Star Tribune

"Death panels" are a malicious lie promoted by those who want to see federal health care reform fail at any cost.

And yet this shameful falsehood triumphed this week with the spineless reversal of a key end-of-life-care decision by the U.S. Department of Health and Human Services.

HHS, tasked with implementing the 2010 Affordable Care Act (ACA), had made the courageous though incremental decision to tweak a Bush administration policy on planning end-of-life care.

In late 2008, the Bush administration, taking a cue from recently passed legislation, issued the federal rules outlining Medicare reimbursement for doctors who talk to their patients about what medical care is desired in the event the patient becomes deathly ill.

The change meant that this voluntary planning conversation -- one ensuring that a patient's individual wishes would be respected in his or her final days -- would be reimbursed by the federal Medicare program if the discussion took place during a patient's initial "Welcome to Medicare" physical exam.

The change by the Obama administration simply upped the frequency of reimbursement for this counseling -- something that opponents of health care reform had ludicrously said would lead to "death panels" of bureaucrats deciding who would live and die.

Those who actually bothered to look at the facts would have gleaned the truth about this minor policy change from a previous, Republican administration.

Instead of reimbursing end-of-life-care planning once when a patient entered Medicare, this consultation would have been reimbursed during Medicare's "Annual Wellness Visit."

From a practical standpoint, more frequent reimbursement would give physicians greater incentive to bring up this difficult-to-talk-about topic. And it would give patients more of an opportunity to customize and change their preferences.

This was a sensible and compassionate policy.

So why did the Obama administration cede the moral high ground?

On Wednesday, four days after the change took effect, HHS officially announced it was removing the regulatory language that specifically references coverage for end-of-life-care consultations during annual wellness visits.

Doctors, however, are free to talk with patients about this. The consultations are still covered during the patient's initial "Welcome to Medicare" exam.

The explanation for the policy about-face was pure bureaucratic mumbo-jumbo. HHS officials officially said they hadn't followed bureaucratic steps to give the public enough time to comment on the change.

The reality is that this was done out of cowardice.

It's clear there were fears that Congressional Republicans would exercise their option to do a regulatory review of the new policy and make political hay by conjuring up the old, deceitful death panel argument first promulgated on former Alaska Gov.

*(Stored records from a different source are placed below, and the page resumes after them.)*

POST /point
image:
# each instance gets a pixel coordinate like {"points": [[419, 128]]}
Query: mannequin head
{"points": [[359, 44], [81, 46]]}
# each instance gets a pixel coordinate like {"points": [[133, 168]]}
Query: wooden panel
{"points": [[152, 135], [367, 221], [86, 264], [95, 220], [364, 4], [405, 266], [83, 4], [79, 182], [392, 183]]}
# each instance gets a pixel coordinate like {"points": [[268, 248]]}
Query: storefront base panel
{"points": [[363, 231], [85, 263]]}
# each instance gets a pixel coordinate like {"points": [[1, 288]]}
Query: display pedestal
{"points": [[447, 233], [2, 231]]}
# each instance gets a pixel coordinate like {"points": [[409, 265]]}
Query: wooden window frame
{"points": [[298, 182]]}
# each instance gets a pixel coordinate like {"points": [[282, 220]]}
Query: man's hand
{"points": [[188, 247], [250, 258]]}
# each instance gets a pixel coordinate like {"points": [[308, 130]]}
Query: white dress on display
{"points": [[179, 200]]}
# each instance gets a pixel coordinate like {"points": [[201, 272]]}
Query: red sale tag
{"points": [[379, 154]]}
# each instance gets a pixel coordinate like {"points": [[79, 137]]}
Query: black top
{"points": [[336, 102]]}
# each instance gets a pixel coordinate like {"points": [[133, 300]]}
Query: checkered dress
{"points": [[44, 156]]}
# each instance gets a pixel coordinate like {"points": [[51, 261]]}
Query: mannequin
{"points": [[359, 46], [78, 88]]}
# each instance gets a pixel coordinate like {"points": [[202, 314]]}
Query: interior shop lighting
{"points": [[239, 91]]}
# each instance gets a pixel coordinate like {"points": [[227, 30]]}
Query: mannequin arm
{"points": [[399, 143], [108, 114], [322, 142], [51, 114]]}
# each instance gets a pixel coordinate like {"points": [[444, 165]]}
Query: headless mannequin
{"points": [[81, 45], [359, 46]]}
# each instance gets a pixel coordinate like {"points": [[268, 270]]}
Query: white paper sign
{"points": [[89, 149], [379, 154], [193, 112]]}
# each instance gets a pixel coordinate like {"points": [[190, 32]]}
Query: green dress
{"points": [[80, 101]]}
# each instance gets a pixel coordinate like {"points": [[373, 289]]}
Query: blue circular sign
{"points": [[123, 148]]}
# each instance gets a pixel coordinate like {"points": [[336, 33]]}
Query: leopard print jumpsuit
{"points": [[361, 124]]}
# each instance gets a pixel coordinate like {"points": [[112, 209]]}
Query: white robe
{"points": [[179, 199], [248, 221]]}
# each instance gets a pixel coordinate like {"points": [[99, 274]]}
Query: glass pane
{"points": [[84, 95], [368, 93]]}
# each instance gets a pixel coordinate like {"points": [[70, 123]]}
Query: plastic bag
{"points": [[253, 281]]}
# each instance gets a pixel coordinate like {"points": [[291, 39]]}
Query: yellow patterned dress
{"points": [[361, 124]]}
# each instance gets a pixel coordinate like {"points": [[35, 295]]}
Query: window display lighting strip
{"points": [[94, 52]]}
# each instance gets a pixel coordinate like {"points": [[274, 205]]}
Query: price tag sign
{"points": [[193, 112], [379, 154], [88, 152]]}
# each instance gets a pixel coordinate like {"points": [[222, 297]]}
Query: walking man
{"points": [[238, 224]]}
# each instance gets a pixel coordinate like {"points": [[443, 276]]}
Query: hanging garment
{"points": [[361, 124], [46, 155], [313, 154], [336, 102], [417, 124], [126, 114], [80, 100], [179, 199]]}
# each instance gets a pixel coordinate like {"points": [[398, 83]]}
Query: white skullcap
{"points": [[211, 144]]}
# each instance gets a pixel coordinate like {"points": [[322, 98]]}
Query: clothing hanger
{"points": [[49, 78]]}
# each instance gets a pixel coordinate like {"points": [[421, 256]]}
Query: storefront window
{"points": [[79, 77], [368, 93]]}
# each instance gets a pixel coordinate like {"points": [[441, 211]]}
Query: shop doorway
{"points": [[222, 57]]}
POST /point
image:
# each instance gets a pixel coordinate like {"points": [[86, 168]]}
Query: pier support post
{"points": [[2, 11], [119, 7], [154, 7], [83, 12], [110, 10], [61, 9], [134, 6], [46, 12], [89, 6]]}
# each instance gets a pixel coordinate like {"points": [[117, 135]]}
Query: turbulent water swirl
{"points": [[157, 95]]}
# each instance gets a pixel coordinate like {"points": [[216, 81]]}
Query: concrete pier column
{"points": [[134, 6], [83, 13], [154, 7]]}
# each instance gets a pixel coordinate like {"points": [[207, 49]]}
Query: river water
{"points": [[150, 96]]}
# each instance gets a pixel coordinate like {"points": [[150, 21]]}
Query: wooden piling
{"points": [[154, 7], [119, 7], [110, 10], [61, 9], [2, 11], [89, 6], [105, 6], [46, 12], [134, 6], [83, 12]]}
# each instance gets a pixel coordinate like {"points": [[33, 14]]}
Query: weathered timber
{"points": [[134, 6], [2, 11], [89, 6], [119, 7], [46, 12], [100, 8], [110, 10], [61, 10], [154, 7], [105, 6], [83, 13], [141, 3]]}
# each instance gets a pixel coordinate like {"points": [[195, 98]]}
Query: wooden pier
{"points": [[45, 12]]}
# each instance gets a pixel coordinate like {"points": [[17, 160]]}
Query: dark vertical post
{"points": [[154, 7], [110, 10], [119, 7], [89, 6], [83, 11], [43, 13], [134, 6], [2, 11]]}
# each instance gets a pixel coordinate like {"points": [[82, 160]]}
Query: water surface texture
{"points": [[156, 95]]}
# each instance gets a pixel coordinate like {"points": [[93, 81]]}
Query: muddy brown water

Sarah Palin's Facebook page.

HHS Secretary Kathleen Sebelius and her agency ignominiously ran instead of fighting with the truth.

The real blame, however, lies with those who irresponsibly spread the death panel garbage and those who willingly swallow it.

Voluntary end-of-life-care planning is widely supported by medical professionals. It is meant to ease the last days of a Medicare patient and their families.

The inability to have a factual, rational discussion about this issue is a national embarrassment.